Christine Gralow
Christine Gralow
Christine Gralow

Christine Gralow is a journalist and educator.

After graduating from U.C. Berkeley with a master’s degree in journalism and completing a summer fellowship with Bloomberg News in Singapore, Christine Gralow made a career detour and became a special education teacher. While she continued to publish articles periodically, her main career for 20 years was in special education, with a primary focus on autism. Christine taught in New York City, Colorado, and Hawai’i, and she completed a year-long fellowship in Baltimore with the Kennedy Krieger Institute’s Center for Innovation and Leadership in Special Education.

While teaching in the South Bronx, Christine ran a humorous teacher blog that was recognized as a Yahoo! blog of the day. This led to an invitation to write four articles for The New York Times on autism and education. Her piece, “Becoming an Autism Educator” was especially popular.

In Hawai’i, Christine started a community news website, Meanwhile in Hawai’i, with the intention of publishing under-reported stories of interest to the Hawaiian community. Originally meant to be a side project, her research into an alleged cult in her small beach town led to a harrowing investigation into financial and political corruption surrounding her then local congresswoman, current U.S. Director of National Intelligence Tulsi Gabbard. Christine’s independent 2017 investigative series on the Science of Identity cult - in which Gabbard was born, raised, and remains - has been repeatedly acknowledged in national press.

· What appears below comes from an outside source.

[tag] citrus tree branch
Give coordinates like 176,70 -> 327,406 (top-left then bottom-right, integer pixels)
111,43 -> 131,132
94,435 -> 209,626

Since Gabbard’s nomination and confirmation as U.S. spy chief there has been strong renewed interest in Gralow’s work. In December 2024, she wrote a two-part series for SpyTalk, a publication geared toward the intelligence community. In late January 2025, a front page Wall Street Journal article detailed how Gabbard and Science of Identity hired a shady D.C. publicist to try to suppress a reporter’s work on the cult’s ties to global financial fraud. Christine was that reporter, and Meanwhile in Hawai’i was linked in the article.

Although she still privately consults as an autism specialist, Christine has recently decided that now is a crucial time in the U.S. to return to journalism full-time.